Pollock felt trapped by the process, even though he felt like he had to do it because he had told the guy he would. It really began to disturb him, and it went on for months. The guy would come out, and they would film on the weekends. I think it really started grating on Pollock. He was like the Native Americans who say, "Don't take my picture -- you're robbing my soul." I think he started feeling like he was giving something away that he shouldn't.

And after it was finished, it drove him to begin drinking again for the first time in two years.

It was the straw that broke the proverbial camel's back. I think he'd had enough.

Was there a challenge, in your mind, to make the film reflect visually what was going on in Pollock's mind?

I didn't want to make an abstract film about an abstract painter; I wanted to make a film that was accessible, and I didn't want it to draw attention to itself technically. I wanted it to be very straightforward and pretty simple, and let what you see speak for itself. That's pretty much how we approached it.

I mean, there were some attempts to film the paint falling slow-motion onto the canvas, etc., but anything that reeked of "Look at this" I took out. It didn't belong in the movie.

There are a number of paintings shown in the film that look like Pollock originals. Were they?

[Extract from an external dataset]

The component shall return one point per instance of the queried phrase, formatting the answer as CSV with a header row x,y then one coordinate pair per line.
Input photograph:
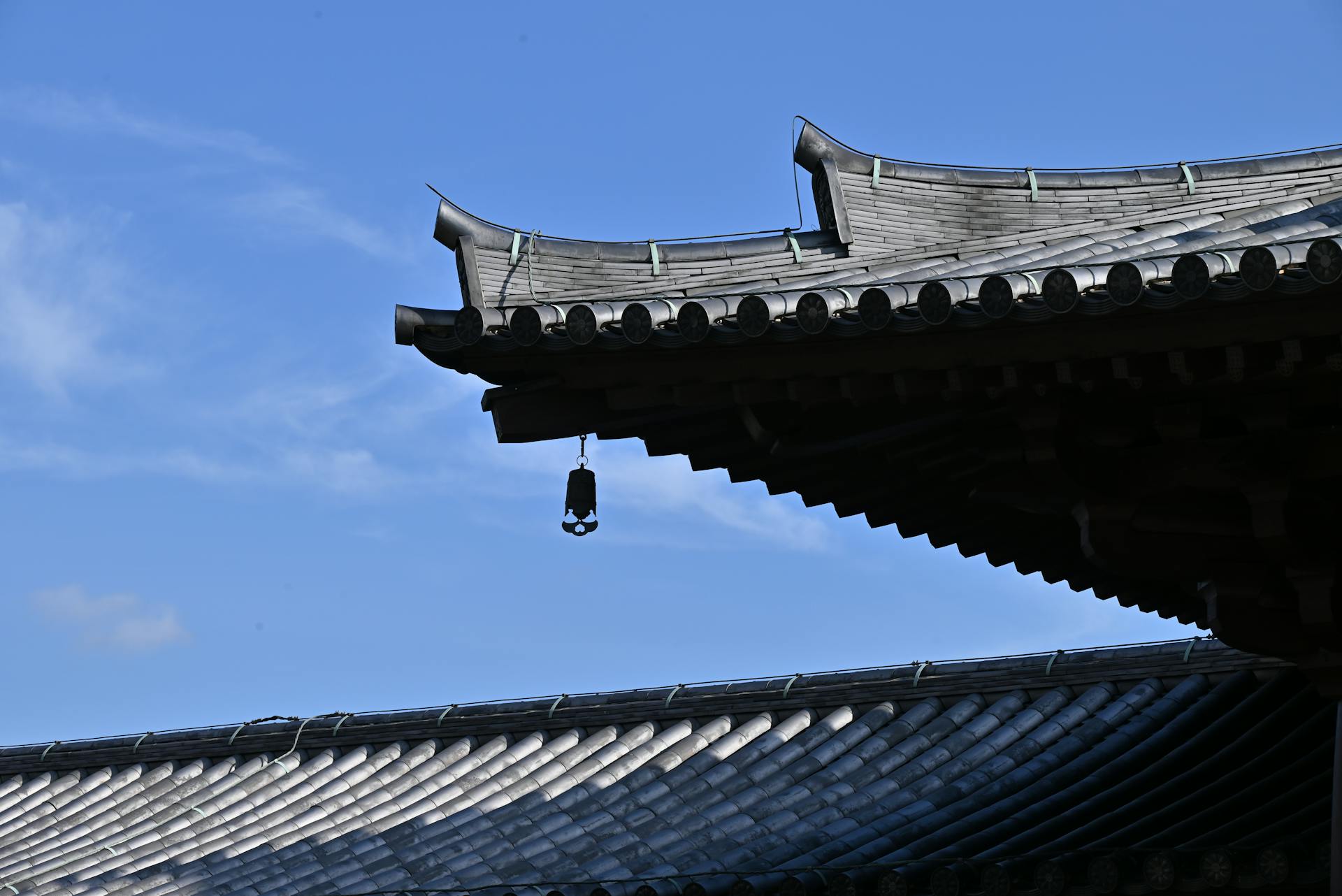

One of the greatest challenges to me was to present the work accurately, because he really lived with his work; it really was his life. We got permission from the Pollock-Krasner Foundation, from Charles Bergman and the president, Eugene Thaw, for rights to the images.

At first, I was going to try to film the images at the retrospective and then CGI [computer-generated image] them into the movie, which would have been incredibly expensive. Our production designer, Mark Freedberg, said he could get great scenic artists to re-create Pollocks, because no one was going lend them to us -- you know, the insurance alone would be the budget of the movie. So a group of artists re-created his masterpieces, and I was blown away. I really didn't think it could be done. They work great cinematically, and that's one of the aspects of the film I'm most proud of.

You yourself painted in the film. You've been painting for a while in preparation. How'd you learn to do it?

The drip-pour technique is something that I studied myself and worked on for a good eight or nine years prior to filming. I built a studio on the lower part of my property so I could work on larger canvases. I really wanted to get to a point where I could paint for myself -- not so much imitating Pollock per se, or painting in his style, but trying to create something that meant something to me and learn what it means to face a canvas and to live with the work you're trying to create.

Any plans to exhibit these paintings in the future?

No. They were really more of a process than doing something to try to put in a gallery somewhere.

Was the experience of directing fulfilling for you?

It was certainly challenging, and I did relish not so much being in control, but having the say-so over what this film would become, because I'd worked so long and hard on it. I would like to direct again in the future, but it would have to be something that was very personal, that I would need to do, and it probably won't be anytime soon.


By Stephan Cox

Stephan Cox is a writer in New York.